(Jewish Telegraphic Agency)
A heated debate marked yesterday’s session of the Council of the League of Nations when it came to consider the report of the Permanent Mandates Commission of the League of Nations on the situation in Palestine.
Charges of overstepping its authority were formulated against the Commission and counter charges were made by the representative of the Commission that the limitations imposed and asked by the representatives of France and England might render the work of the Commission ineffective.
The controversy centered around the question of the proposal of the Commission that inhabitants of mandated territories may be allowed to submit their complaints against the mandatory governments not only through written petitions, but also by word of mouth.
Sir Austin Chamberlain, British Foreign Secretary, and Aristide Briand, French Foreign Minister, describing the effect which such a decision might have on the situation in Syria and Palestine, angrily accused the Permanent Mandates Commission of exceeding its powers. The Permanent Mandates Commission probably assumes that the mandated territories are governed by the Commission instead of by the mandatory powers, the Council members charged. The Commission is putting questions to the mandatory governments in a newly compiled questionnaire which is outside of the authority of the Commission and shows a desire on the part of the Commission to interfere in the actual business of governing the mandated territories. The business of the Commission is only to control and supervise the policy of the mandate powers, they contended.
Sir Austen Chamberlain, Aristide Briand, Count Ishii of Japan, M. Vandervelde of Belgium, insisted that the examination of complaints against the mandatory powers must proceed very cautiously.
An opposite view was held by M. Unden, representative of Sweden, who submitted the report of the Commission to the Council, and M. Van Rees of Holland, vice-chairman of the Permanent Mandates Commission.

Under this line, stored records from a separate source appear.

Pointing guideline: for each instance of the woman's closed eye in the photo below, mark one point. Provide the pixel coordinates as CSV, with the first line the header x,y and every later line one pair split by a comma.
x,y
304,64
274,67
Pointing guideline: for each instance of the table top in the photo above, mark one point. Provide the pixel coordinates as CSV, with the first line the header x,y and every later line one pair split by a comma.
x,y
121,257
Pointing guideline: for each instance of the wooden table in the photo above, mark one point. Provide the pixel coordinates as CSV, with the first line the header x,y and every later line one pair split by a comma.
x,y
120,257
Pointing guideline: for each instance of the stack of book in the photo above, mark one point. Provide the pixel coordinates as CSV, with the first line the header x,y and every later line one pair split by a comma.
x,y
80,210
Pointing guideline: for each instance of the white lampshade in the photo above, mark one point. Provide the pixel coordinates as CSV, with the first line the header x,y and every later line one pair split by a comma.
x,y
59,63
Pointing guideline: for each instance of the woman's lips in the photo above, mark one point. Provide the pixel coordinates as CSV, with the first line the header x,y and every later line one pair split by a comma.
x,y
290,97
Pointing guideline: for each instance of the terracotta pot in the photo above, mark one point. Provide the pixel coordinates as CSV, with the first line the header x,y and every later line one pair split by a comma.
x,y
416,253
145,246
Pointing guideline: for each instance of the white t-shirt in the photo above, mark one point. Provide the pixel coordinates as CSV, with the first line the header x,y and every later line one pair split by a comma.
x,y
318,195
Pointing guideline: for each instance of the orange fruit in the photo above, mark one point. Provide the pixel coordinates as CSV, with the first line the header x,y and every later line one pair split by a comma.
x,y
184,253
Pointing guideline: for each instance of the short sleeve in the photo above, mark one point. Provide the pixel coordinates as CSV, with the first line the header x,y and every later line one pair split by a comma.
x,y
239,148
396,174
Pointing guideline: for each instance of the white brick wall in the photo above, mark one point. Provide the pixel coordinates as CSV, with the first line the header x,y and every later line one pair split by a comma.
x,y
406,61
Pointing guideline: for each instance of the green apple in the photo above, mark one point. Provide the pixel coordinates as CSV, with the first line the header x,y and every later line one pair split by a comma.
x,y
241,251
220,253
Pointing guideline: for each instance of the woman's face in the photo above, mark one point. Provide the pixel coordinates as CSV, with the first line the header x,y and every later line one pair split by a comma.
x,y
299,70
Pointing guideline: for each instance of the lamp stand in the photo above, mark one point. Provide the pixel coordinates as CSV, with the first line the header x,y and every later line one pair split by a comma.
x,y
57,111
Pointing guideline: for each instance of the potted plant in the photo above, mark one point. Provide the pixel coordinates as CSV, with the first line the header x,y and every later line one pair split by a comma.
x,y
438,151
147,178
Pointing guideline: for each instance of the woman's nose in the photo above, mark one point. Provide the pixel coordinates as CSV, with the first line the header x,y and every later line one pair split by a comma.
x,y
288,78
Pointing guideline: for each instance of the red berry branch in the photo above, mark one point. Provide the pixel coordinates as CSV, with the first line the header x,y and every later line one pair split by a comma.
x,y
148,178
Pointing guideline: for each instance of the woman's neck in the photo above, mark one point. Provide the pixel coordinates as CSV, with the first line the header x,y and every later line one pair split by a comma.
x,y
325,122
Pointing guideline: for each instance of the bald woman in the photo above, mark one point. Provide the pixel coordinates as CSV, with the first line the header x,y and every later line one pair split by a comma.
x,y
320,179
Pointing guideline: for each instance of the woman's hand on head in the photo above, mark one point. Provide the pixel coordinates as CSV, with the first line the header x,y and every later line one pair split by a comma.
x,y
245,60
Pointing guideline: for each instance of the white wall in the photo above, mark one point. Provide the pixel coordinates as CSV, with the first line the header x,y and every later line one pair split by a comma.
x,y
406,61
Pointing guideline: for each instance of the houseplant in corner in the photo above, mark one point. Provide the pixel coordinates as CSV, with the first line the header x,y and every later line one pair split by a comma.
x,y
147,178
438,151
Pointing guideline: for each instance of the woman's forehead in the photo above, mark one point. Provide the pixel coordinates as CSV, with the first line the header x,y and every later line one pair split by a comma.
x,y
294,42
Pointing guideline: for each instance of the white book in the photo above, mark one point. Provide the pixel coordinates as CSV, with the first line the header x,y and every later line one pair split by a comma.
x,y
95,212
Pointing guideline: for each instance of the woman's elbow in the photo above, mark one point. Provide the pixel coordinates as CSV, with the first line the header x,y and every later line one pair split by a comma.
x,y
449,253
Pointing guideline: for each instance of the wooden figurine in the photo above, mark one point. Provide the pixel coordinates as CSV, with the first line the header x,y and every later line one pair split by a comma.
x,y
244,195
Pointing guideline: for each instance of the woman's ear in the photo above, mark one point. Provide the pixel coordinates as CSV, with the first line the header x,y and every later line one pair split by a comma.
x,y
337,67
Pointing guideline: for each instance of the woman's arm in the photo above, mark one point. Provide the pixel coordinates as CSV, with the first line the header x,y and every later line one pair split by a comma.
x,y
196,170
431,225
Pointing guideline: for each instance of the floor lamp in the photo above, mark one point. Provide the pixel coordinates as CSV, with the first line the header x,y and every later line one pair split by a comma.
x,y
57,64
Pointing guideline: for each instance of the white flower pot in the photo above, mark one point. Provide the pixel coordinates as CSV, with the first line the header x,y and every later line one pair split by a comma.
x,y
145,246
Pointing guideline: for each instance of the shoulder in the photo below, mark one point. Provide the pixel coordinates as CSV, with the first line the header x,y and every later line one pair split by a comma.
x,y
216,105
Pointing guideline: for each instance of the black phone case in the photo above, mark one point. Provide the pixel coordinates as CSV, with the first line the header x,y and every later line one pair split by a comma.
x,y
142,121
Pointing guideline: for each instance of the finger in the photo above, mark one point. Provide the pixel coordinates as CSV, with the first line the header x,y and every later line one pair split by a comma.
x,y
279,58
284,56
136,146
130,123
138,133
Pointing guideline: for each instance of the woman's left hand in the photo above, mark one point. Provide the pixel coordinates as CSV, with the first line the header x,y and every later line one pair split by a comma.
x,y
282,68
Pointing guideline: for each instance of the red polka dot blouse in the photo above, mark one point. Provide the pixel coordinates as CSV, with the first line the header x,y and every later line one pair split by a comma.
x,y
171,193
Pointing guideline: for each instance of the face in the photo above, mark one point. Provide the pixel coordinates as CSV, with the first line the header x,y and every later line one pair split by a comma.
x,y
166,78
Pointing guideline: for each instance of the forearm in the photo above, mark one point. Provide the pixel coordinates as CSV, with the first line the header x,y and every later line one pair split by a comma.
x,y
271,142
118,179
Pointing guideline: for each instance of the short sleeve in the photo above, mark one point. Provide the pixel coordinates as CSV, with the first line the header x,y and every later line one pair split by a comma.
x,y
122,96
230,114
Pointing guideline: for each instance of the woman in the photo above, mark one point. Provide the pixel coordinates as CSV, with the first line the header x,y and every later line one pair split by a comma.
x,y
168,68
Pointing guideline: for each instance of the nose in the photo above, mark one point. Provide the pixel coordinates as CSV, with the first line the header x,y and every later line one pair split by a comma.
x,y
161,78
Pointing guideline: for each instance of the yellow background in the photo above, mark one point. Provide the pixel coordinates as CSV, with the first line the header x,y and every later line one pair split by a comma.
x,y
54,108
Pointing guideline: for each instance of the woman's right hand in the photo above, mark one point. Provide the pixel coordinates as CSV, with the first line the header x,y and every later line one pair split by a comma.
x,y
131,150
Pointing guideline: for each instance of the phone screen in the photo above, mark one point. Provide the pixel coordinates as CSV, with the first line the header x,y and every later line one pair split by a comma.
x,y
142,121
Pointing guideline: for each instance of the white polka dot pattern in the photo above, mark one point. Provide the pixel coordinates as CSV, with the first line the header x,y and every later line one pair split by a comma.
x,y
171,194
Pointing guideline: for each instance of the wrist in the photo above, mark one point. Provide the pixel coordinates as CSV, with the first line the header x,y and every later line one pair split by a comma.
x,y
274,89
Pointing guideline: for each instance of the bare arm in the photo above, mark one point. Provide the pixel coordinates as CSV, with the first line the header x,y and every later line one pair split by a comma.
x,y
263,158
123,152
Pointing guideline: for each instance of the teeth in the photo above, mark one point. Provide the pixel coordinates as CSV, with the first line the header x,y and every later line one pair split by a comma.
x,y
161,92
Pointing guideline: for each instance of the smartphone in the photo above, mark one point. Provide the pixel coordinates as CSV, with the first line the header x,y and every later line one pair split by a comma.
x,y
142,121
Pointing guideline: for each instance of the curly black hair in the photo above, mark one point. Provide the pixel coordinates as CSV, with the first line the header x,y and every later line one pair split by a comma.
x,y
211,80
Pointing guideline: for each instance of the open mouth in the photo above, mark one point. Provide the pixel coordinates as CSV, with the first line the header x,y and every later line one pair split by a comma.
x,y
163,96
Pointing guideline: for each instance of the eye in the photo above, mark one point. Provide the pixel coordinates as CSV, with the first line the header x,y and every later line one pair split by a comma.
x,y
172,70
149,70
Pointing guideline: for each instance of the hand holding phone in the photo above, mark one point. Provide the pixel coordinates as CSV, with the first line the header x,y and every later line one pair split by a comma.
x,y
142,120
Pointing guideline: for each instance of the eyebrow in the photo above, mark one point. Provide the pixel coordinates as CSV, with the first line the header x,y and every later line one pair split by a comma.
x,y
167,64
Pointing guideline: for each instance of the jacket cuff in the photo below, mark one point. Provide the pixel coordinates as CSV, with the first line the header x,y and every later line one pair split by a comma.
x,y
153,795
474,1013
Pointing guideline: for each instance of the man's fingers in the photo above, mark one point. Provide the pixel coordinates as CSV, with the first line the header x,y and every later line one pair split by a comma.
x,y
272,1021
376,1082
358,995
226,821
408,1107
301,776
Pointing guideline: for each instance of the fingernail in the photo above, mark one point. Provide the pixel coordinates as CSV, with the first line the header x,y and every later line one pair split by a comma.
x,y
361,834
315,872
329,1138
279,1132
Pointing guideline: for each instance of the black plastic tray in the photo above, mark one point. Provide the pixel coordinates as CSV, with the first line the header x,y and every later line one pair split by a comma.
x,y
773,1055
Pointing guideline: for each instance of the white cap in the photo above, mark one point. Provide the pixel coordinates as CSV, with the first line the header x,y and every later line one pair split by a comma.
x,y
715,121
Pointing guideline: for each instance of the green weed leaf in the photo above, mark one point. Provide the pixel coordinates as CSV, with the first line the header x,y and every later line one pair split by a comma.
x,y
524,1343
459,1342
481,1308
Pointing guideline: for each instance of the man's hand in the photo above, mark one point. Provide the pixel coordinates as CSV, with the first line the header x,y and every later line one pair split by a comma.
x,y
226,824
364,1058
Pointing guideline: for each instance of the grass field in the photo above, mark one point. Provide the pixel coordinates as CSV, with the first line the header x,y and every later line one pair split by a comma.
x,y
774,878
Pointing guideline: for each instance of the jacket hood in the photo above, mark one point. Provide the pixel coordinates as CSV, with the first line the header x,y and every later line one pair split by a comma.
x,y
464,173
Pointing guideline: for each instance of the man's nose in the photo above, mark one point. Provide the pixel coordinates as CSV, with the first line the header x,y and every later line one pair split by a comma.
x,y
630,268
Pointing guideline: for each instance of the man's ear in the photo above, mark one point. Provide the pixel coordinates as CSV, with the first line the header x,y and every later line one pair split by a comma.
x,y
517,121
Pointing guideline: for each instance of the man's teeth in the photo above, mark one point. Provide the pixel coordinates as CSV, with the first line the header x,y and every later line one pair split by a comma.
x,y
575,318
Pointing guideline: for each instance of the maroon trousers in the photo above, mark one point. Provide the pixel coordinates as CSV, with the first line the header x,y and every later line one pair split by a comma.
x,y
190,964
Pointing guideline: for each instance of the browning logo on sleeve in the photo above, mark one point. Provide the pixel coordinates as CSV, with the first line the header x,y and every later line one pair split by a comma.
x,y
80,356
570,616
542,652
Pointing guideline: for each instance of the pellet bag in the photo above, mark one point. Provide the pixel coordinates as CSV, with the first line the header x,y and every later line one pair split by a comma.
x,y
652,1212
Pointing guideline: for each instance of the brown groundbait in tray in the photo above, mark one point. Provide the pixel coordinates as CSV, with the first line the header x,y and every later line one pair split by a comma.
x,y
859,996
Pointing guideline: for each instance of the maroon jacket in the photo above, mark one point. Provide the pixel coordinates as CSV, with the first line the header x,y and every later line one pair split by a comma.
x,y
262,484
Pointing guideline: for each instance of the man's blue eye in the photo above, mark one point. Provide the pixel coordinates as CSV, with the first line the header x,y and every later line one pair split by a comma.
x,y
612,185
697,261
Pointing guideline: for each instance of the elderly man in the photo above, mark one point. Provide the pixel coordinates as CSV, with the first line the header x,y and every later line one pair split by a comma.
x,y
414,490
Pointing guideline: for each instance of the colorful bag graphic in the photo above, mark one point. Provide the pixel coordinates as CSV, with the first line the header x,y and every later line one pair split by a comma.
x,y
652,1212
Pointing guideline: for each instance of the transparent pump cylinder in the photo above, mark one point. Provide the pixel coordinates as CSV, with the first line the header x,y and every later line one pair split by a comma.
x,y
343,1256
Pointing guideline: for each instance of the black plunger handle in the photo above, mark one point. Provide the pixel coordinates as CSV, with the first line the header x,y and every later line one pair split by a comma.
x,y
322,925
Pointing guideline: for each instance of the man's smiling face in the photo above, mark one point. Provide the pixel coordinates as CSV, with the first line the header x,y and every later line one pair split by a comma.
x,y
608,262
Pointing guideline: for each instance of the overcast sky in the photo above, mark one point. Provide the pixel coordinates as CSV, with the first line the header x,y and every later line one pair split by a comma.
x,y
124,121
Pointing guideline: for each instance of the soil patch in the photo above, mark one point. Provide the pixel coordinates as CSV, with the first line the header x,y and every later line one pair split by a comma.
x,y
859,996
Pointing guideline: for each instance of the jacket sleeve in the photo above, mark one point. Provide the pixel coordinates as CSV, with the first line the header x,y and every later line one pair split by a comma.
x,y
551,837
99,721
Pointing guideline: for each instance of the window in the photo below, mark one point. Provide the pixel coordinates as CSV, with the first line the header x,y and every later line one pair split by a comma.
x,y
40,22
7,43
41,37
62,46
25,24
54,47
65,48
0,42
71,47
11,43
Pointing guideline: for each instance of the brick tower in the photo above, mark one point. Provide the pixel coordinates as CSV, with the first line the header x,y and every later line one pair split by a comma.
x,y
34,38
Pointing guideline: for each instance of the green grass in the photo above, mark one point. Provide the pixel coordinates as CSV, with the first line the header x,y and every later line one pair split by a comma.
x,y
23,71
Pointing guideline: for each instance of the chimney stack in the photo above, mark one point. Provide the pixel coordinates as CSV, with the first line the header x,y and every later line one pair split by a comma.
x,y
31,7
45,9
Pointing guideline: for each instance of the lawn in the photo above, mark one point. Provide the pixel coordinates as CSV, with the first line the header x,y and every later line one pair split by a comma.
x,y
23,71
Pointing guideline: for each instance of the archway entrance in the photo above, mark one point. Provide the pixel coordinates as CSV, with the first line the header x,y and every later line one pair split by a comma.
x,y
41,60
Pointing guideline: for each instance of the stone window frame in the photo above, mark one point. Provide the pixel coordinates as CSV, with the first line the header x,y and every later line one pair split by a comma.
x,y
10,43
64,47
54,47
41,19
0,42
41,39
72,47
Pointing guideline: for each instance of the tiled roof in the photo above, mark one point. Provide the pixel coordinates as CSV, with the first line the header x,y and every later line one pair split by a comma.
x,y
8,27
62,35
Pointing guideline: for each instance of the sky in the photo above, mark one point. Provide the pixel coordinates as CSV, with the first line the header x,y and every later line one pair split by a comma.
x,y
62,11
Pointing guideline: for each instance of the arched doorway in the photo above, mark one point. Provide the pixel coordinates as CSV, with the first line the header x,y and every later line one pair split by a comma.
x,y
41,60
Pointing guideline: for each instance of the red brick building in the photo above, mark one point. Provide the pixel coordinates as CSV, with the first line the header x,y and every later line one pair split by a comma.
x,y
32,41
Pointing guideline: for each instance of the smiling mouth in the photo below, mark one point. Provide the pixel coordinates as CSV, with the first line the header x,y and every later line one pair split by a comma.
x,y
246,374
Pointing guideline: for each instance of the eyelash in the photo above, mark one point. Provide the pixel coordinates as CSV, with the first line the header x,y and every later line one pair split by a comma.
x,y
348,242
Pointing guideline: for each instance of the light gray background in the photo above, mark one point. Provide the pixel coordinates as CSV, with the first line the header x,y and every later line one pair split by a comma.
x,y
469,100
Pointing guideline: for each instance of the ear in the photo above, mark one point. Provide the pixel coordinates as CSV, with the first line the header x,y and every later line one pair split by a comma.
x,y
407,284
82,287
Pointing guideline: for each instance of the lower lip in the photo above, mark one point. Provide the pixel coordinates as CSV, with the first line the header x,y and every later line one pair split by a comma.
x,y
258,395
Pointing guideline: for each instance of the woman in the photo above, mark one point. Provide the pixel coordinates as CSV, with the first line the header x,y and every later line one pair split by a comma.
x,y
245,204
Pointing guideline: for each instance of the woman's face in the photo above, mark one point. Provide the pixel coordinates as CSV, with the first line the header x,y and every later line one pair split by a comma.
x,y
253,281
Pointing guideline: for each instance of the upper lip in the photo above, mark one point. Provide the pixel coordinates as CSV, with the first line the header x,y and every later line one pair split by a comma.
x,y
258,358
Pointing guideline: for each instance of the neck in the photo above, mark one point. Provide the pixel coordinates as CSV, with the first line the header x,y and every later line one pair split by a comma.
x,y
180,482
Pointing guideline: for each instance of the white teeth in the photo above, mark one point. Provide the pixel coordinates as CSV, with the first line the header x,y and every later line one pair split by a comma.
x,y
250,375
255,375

They angrily replied to the charges of Briand and Chamberlain, declaring that the Permanent Mandates Commission is within its right. They quoted the League of Nations Covenant, the text of the various mandates and the international treaties, showing that the Commission is justified in its attitude.
Chamberlain and Briand then hastened to pay tribute to the important work of the Permanent Mandates Commission. M. Van Rees, however, refused to be pacified by these statements and declared that such criticism in the Council of the League of Nations may render the work of the Permanent Mandates Commission impossible.
The Council, following this discussion, decided to adjourn the decision on the report of the Permanent Mandates Commission on Palestine for the next session, in order to consider the objections raised by Sir Austen and M. Briand.
At today’s session, the Council accepted a new resolution on M. Unden’s report. The clash between the Permanent Mandates Commission and the Council on the proposal of the Commission concerning the hearing of petitioners was settled by the decision of the Council to ask the Secretary General of the League of Nations to obtain the opinions of the various mandatory powers on the questionaire issue.